A little over a month into his tenure as Novo Nordisk’s new CEO, Maziar Mike Doustdar is making a major mark on the company.
In a bid to save around 8 billion Danish kroner ($1.3 billion) annually by the end of 2026, Novo will lay off roughly 9,000 employees across its global workforce of 78,400. Some 5,000 job cuts will occur in Novo’s home country of Denmark, the company said in a Sept. 10 press release.
The restructuring is set to “begin immediately,” and affected employees will start receiving layoff communications “over the next few months,” pending local labor negotiations, according to Novo’s announcement. The company noted that it’s also eyeing “additional initiatives” to boost Novo’s focus, “performance culture,” decision-making speed and to achieve further cost efficiencies.
“Sometimes the hardest decisions are the right ones for the future we're building,” Doustdar said in a Wednesday LinkedIn post addressing the decision. “I'm confident that this is the right thing to do for the long-term success of Novo Nordisk.”
Novo is charting the move in an effort to better meet rising demand in the increasingly competitive and “consumer-driven” obesity market, citing a slowdown in its sales growth in recent quarters.
“Over the past years, Novo Nordisk’s rapid scaling has increased organizational complexity and costs,” the company explained in its press release. “The transformation aims at addressing that complexity, so Novo Nordisk can invest more behind its science, commercial capabilities and manufacturing ramp-up—aiming to reach the millions of people who remain untreated.”
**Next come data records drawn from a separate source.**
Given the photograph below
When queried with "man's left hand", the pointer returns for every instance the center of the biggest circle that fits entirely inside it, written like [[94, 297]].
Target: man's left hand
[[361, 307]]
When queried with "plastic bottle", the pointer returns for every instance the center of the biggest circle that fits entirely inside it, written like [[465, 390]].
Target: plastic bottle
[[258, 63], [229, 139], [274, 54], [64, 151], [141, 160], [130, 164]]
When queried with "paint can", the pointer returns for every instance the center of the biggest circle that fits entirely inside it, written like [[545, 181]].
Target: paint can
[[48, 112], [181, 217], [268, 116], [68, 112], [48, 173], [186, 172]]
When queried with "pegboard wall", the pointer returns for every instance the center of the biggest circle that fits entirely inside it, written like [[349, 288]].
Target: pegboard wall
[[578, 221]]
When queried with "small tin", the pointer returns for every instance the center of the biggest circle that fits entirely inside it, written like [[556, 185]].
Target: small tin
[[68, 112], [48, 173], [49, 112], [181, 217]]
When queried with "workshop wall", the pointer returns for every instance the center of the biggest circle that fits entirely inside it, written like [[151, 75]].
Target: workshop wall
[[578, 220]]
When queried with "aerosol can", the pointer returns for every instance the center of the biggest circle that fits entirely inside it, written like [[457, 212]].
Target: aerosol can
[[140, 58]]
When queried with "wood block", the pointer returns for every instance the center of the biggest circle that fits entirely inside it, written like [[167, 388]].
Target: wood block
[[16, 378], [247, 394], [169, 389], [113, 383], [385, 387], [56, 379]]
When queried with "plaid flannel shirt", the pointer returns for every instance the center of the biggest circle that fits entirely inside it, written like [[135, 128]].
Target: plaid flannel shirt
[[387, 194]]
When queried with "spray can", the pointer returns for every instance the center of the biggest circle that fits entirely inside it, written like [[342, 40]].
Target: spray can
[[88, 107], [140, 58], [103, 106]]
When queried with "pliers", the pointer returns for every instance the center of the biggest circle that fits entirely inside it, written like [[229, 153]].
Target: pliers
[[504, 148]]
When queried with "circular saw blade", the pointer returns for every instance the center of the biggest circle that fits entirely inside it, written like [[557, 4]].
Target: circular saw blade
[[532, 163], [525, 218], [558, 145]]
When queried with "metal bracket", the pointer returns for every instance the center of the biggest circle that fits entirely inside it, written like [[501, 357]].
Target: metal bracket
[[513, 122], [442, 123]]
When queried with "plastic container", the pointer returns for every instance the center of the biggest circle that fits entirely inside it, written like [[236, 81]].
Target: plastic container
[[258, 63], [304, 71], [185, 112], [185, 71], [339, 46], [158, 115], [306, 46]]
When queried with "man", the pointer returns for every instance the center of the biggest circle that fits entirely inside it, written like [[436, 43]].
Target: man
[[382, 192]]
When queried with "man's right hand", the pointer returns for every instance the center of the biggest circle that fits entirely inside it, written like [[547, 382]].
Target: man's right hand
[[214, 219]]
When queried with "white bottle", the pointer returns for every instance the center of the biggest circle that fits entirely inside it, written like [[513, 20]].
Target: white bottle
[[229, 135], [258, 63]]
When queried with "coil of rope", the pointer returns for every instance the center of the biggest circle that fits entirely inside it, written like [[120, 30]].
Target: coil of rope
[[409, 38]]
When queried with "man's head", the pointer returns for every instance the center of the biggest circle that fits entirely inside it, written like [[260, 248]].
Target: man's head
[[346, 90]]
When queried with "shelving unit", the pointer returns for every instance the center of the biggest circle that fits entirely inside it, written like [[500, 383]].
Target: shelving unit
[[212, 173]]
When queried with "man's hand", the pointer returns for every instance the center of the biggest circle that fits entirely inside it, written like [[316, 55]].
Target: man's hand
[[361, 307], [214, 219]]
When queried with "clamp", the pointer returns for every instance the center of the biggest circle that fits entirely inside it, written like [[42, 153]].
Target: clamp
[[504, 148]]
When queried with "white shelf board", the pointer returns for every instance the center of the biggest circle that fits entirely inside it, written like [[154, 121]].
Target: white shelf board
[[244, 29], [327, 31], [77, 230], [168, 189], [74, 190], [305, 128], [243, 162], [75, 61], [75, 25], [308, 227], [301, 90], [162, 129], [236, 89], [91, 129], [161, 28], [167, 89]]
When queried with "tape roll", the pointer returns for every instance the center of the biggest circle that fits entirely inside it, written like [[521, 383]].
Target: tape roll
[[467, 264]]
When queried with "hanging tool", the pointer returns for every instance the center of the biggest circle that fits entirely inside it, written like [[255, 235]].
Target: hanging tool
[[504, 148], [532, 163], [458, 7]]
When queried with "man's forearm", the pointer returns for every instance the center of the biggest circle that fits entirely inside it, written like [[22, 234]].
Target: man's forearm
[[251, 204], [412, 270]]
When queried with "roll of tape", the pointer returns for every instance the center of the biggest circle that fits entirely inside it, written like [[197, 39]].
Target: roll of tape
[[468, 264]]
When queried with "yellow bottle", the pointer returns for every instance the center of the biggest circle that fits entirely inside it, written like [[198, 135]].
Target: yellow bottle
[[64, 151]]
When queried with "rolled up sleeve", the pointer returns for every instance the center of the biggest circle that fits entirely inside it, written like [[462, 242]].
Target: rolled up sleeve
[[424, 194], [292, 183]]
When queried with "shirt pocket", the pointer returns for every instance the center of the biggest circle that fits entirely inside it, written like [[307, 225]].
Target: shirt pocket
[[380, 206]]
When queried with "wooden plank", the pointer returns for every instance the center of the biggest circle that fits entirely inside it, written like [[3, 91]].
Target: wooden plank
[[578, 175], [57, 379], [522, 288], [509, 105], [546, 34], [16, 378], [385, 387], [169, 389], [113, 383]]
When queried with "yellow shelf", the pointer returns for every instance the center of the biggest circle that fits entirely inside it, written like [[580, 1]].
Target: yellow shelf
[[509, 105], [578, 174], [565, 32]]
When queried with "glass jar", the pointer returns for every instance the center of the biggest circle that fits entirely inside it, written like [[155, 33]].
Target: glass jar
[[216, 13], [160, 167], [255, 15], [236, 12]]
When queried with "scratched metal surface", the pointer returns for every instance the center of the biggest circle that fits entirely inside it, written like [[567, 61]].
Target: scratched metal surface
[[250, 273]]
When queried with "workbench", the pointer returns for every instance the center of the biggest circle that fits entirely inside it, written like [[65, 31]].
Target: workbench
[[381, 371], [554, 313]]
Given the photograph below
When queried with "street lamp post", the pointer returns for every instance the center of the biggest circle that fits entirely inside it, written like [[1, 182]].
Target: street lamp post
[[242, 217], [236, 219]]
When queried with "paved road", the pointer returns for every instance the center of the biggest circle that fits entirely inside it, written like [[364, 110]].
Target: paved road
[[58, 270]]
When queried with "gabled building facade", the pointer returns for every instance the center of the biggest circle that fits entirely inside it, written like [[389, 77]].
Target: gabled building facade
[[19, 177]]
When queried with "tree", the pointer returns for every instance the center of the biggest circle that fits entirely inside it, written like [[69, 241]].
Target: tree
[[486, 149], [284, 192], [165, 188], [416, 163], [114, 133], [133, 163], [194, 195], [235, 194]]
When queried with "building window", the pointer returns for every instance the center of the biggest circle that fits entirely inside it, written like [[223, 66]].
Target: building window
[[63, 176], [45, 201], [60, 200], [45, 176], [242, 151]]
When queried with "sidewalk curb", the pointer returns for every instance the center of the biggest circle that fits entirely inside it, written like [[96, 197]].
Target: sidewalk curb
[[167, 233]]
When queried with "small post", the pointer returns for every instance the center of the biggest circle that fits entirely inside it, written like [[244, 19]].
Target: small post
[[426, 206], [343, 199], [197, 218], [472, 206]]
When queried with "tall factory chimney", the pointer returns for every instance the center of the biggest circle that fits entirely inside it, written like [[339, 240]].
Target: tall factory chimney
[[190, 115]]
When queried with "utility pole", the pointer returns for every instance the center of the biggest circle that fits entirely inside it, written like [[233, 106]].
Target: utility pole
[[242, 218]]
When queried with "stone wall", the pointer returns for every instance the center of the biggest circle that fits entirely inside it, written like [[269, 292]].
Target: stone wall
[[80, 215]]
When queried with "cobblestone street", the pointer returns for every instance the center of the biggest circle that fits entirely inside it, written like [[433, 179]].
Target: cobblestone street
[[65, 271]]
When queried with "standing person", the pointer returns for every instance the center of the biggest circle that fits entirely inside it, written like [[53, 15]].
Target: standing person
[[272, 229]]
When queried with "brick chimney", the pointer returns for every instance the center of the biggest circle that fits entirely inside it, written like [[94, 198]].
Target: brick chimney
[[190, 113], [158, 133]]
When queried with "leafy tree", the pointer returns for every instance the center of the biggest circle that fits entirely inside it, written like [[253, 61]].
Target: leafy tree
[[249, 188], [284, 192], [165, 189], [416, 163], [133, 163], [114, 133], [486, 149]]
As part of that “transformation” plan, Novo said it will reallocate resources toward growth opportunities in its bread-and-butter diabetes and obesity businesses. Nevertheless, that prioritization “does not imply that we are turning away from other areas,” a Novo Nordisk spokesperson said in an emailed statement.
“We have ambitious plans within rare disease, with several exciting product launches over the coming years,” the spokesperson added. Novo has not specified which business areas will be hit by the restructuring.
As for the investment opportunities the company is pursuing in metabolic disease, Novo said it will redirect savings toward commercial execution and R&D activities for diabetes and obesity.
The staff reduction will result in a one-off restructuring cost of 8 billion kroner (about $1.3 billion), which is expected to dampen Novo’s full-year operating profit growth by about 6% compared to the outlook the company issued in early August. The company now anticipates profit growth at a range of 4% to 10% for 2025, down from the Aug. 6 range of 10% to 16%.
The restructuring plan comes quickly on the heels of Doustdar assuming the CEO position at Novo last month. Novo first telegraphed plans to part ways with its previous chief executive, Lars Fruergaard Jørgensen, in May, with the company attributing the decision to market challenges and the precipitous drop of the company’s share price in recent months.
The staff reduction shouldn’t come as a complete surprise. Prior to his departure, Jørgensen warned in August that cost-cutting measures were likely on the way at the company, telling Danish news outlet DR that “[w]e probably won’t be able to avoid layoffs.”
Several weeks later, under Doustdar’s stewardship, Novo announced a hiring freeze in “non-business critical areas.”
Novo made waves with the launch of its semaglutide-based obesity drug Wegovy in 2021, unlocking a prescription weight loss market that analysts have pegged as one of the most lucrative fields in modern drug development. Nevertheless, manufacturing constraints and rampant patient demand—fueled by significant media attention and off-label use of Novo’s similar drug Ozempic for diabetes—created significant early supply constraints.
While Novo has beefed up manufacturing and restored supplies of its GLP-1 medicines over the past few years, the company is now battling on two commercial fronts against Eli Lilly’s own incretin medicine for obesity, Zepbound, and the scores of compounding pharmacies that started manufacturing close approximations of Novo and Lilly’s GLP-1 drugs while they were in short supply.
Compounding of both Novo and Lilly’s obesity drugs is now ostensibly restricted by the FDA, but that hasn’t stopped outsourcers and other entities from continuing to peddle cheaper versions of the popular medicines en masse.
During his final earnings call with the company, former CEO Jørgensen noted last month that the market for compounded semaglutide in the U.S. is now “equal” in size to Novo’s own GLP-1 business. Meanwhile, Lilly’s second-to-market Zepbound overtook Wegovy in terms of weekly U.S. prescriptions earlier this year.
In addressing the restructuring Wednesday, Doustdar noted in his LinkedIn post that the plan comes back to the three priorities he laid out when he assumed the role of CEO. Those are to focus on diabetes and obesity, strengthen commercial execution and realign the company’s cost base.
Now, with a plan in place, “we will secure Novo Nordisk’s leadership in diabetes and obesity and continue our mission to defeat chronic disease,” the new CEO pledged.